朝、タクシーの人に……江里子は確かにそう言っていた。彼女は知らないと言っていた筈だ。だが、その後ごそごそと動く音がして、僕は慌てて別の部屋へ逃げ込んだ。
僕が隠れるのと殆んど同時に、江里子らが出て来たのを襖の隙間から確認した。
逃げ込んだ部屋は真っ暗で、廊下にも小さな電灯が点いているだけだったから、二人には僕がここで聞いているのはわからない筈だ。
出て来た江里子と脩は、しばらく無言で廊下に佇んでいた。
江里子が遠慮がちに口を開く。
「…修さん。お願いです」
「……うん…。そう、だね」
脩は足元を見ながら答えるが、どうにも歯切れが悪い。
「このままじゃ円香ちゃんにも気付かれますよ?」
「いや…円香はもう気が付いてるよ」
「まさか…」
再び沈黙が続いた。
「…とにかく、折をみて話すから」
「はい…」
二人は「おやすみ」と言葉を交わし、お互いの部屋へと戻って行った。
「……ふう」
僕は額にびっしりと吹き出た汗を、シャツの袖を引っ張って、そこで拭い取った。
蒸し暑い部屋なのに、汗は冷たかった。
それから僕は、今更部屋を見渡した。薄暗い部屋にはやはり人の気配は無い。僕は少し安心して小さくため息をついた。

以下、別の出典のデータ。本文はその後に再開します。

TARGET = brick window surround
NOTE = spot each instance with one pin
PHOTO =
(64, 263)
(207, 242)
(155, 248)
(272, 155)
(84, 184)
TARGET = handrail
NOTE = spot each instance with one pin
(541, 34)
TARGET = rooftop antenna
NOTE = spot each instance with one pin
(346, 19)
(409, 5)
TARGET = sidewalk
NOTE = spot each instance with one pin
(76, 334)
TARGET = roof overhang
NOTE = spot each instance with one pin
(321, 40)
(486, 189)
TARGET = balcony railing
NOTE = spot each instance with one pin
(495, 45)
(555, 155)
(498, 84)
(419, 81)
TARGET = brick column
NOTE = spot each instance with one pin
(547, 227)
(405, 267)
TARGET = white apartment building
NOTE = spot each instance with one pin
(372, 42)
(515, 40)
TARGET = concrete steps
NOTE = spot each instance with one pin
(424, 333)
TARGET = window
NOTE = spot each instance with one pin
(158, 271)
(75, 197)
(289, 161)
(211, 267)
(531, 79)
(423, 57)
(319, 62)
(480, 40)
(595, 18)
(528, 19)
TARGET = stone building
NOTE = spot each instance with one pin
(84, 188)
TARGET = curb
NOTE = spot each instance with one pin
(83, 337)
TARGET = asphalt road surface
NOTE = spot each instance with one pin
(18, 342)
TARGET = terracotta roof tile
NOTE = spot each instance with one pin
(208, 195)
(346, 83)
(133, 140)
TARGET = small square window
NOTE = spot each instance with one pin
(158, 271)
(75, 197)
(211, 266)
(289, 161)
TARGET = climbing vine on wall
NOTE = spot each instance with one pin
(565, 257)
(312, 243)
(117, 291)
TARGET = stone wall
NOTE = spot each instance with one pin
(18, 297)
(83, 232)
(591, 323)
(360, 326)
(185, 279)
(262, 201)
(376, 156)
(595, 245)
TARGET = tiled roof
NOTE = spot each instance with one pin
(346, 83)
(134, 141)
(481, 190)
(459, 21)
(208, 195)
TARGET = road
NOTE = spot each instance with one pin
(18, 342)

その時、部屋の奥から鼻に残る香りがして、ゆっくりと奥へと進んだ。
「これか…」
大きな仏壇だった。
既に半分以上灰になった線香から細い灯が揺れていた。
それを見て僕は、ここへ来てから東郷 正将の顔すら見ていない事に気が付いて、急いで部屋の灯りを点けると、仏壇に飛びついた。
東郷 正将は想像していた通りの人物だった。
いや。想像以上だった。
頭髪は一本も無く、油でも塗っているかのように光っている。
白くごわごわした眉毛の下に、細いが鋭い眼がやはり光っていた。分厚い唇は不満げに歪んで、尖った顎に生えた長い髭を更に強調させている。
如何にも「頑固親父」とか「偏屈爺さん」などの言葉がぴったりくる顔だった。
僕は遺影を眺めながら線香もあげていなかった事を思い出し、一本だけマッチで火を点けた。
この夏は、いつ母親の墓参りに行くのだろうかと考えながら……。